General characteristics
- Tons burthen: 221, or 300 (bm)
- Armament: 2 × 4-pounder guns

= Traveller (1786 ship) =

Traveller was launched at Hull in 1786. She traded between Hull and the Baltic until 1796 or so, when she began making annual voyages as a Greenlandman, that is, as a whaler in the northern whale fishery. She was captured in 1808 during the Gunboat War while trading with the Baltic between annual whaling voyages.

==Career==
Traveller first entered and Lloyd's Register (LR) in 1786.

| Year | Master | Owner | Trade | Source |
|---|---|---|---|---|
| 1786 | Wright | Green & Co. | Hull–Petersburg | LR |
| 1789 | Harwood | Green & Co. | Hull–Königsberg | LR |
| 1796 | Compleman G.Armstrong | Green & Co. | Hull–Königsberg Hull–Greenland | LR |
| 1797 | Armstrong | Green & Co. | Hull–Königsberg Hull–Greenland | LR |
| 1798 | Armstrong | Green & Co. | Hull–Greenland | LR |

From at least 1796 on Traveller engaged in whale hunting in the northern whale fishery.

| Year | Tuns of whale oil |
|---|---|
| 1796 | 100 |
| 1797 | 90 |
| 1798 | 120 |
| 1799 | 74 |
| 1800 | 80 |
| 1801 | 94 |

| Year | Master | Owner | Trade | Source |
|---|---|---|---|---|
| 1802 | Armstrong W.Vennis | Green & Co.
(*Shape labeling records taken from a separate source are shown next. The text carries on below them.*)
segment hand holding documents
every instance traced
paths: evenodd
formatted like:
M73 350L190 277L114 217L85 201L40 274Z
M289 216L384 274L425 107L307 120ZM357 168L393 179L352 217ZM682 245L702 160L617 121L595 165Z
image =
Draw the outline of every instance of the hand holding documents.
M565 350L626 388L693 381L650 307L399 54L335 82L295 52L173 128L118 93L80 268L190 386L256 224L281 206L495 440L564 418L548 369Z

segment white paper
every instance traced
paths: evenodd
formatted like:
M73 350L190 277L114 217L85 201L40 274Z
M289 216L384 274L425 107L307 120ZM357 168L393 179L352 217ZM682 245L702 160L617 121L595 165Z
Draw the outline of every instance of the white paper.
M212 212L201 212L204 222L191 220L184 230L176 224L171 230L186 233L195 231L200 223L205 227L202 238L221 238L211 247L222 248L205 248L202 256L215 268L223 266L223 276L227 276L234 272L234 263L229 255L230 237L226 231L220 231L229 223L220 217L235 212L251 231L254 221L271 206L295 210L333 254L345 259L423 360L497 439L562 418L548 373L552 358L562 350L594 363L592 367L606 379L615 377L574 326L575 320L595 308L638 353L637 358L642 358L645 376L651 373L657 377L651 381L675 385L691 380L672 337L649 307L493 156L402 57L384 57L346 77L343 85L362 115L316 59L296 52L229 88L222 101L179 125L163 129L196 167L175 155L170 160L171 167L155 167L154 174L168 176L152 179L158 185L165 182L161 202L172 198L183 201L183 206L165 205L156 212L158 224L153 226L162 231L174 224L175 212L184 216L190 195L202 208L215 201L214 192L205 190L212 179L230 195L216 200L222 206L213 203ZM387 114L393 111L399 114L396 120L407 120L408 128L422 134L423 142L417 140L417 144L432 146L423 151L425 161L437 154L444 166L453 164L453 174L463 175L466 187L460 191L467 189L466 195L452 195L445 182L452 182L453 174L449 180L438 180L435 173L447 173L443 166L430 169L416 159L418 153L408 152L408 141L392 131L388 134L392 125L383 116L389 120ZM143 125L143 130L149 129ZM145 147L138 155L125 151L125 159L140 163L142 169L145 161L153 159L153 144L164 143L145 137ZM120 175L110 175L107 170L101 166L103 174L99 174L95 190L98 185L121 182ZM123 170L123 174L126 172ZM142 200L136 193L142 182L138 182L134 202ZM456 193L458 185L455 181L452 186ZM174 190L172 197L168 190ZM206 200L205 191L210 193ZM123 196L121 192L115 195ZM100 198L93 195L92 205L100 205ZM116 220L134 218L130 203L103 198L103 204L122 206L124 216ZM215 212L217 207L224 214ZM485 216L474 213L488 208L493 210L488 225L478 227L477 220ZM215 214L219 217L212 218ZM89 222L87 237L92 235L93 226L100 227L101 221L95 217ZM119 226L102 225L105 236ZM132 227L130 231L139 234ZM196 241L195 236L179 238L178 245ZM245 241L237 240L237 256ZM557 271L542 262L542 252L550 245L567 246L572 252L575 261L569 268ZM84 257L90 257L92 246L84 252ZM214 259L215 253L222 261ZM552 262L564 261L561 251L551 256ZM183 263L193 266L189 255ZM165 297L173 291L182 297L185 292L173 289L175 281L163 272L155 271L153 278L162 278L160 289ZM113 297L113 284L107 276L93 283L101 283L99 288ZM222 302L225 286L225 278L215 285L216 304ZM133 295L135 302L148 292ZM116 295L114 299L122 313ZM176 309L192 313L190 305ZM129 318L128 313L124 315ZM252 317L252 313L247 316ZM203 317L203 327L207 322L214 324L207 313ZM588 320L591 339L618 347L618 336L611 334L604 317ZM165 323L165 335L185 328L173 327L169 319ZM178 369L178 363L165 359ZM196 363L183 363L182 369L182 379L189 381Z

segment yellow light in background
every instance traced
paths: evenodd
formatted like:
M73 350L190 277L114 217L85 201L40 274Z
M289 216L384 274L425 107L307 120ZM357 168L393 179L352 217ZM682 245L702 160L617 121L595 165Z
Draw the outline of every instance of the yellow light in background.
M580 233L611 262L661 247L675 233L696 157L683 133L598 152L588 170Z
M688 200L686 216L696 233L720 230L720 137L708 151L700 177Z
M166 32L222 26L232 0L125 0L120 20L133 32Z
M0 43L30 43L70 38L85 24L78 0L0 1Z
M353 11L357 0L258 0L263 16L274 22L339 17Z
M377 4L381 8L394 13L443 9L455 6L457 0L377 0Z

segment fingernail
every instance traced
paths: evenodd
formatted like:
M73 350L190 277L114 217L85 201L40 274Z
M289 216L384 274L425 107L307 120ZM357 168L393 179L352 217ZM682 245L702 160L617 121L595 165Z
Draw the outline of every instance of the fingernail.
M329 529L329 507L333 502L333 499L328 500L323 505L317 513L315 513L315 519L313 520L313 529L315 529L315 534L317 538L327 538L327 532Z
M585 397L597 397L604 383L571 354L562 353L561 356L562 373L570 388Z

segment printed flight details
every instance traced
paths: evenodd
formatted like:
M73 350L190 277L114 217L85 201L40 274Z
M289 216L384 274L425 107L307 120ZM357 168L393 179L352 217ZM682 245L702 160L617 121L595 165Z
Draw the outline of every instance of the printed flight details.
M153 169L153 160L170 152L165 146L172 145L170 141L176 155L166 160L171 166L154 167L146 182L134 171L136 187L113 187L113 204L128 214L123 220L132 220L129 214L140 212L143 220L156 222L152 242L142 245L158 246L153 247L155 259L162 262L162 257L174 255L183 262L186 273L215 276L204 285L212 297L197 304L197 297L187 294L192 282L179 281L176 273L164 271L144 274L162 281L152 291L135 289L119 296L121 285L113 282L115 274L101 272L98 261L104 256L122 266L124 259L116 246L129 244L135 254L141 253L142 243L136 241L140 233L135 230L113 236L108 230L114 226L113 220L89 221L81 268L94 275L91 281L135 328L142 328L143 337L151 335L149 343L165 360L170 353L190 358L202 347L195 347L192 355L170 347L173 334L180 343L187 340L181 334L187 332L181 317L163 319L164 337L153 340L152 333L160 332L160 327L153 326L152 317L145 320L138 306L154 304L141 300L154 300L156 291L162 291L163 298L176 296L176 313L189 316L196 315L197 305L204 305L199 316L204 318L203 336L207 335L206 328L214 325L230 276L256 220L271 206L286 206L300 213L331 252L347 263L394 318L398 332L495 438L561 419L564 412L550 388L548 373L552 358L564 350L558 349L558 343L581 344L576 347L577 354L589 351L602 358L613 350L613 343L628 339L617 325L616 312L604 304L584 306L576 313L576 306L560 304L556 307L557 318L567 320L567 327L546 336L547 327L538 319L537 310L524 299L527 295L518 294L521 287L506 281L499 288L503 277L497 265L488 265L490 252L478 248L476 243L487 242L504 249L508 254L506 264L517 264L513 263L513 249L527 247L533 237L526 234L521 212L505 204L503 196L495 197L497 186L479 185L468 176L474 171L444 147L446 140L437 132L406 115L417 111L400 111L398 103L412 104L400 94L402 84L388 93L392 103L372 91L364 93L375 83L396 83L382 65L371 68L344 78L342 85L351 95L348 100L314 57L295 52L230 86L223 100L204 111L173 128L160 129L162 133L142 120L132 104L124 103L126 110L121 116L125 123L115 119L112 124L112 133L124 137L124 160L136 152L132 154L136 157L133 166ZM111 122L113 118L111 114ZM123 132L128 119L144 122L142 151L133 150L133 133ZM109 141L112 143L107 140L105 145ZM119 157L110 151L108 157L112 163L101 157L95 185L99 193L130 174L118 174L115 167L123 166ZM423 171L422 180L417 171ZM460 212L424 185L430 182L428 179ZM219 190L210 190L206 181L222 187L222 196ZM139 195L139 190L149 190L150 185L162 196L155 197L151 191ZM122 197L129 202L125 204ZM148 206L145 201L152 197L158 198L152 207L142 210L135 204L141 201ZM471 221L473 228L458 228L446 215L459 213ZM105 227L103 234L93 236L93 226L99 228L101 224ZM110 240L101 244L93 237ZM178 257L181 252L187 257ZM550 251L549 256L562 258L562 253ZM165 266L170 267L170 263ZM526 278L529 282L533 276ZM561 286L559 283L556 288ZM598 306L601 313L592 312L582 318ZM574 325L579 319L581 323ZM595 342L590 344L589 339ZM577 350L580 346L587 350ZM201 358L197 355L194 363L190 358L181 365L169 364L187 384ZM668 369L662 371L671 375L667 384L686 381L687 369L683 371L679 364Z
Levitt | Hull–Greenland | LR |

| Year | Tuns of whale oil |
|---|---|
| 1802 | 22 |
| 1803 | 15.5 |

| Year | Master | Owner | Trade | Source |
|---|---|---|---|---|
| 1804 | W.Vennis Keeler | Levitt Eggington | Hull–Greenland | LR |
| 1805 | Keeler Foster | Eggington Levett | Hull–Greenland | LR |

| Year | Tuns of whale oil |
|---|---|
| 1804 | 104 |
| 1805 | 124 |
| 1806 | 84 |
| 1807 | 109 |

The whaling season generally ran from March–April to September–October. Between whaling voyages, Traveller sailed to the Baltic. Lloyd's List reported in January 1806 that Traveller, Foster, master, had arrived at Hull having sailed from Riga via the Elbe, where she had joined a convoy under escort by the armed ship .

==Fate==
Lloyd's List reported in January 1808 that Traveller, Foster, master, had put into Carlsham to join a convoy. Lloyd's List reported in February that Ann, Harrison, master, and Traveller, Foster, master, from Stockholm, were captured and taken into Bornholm.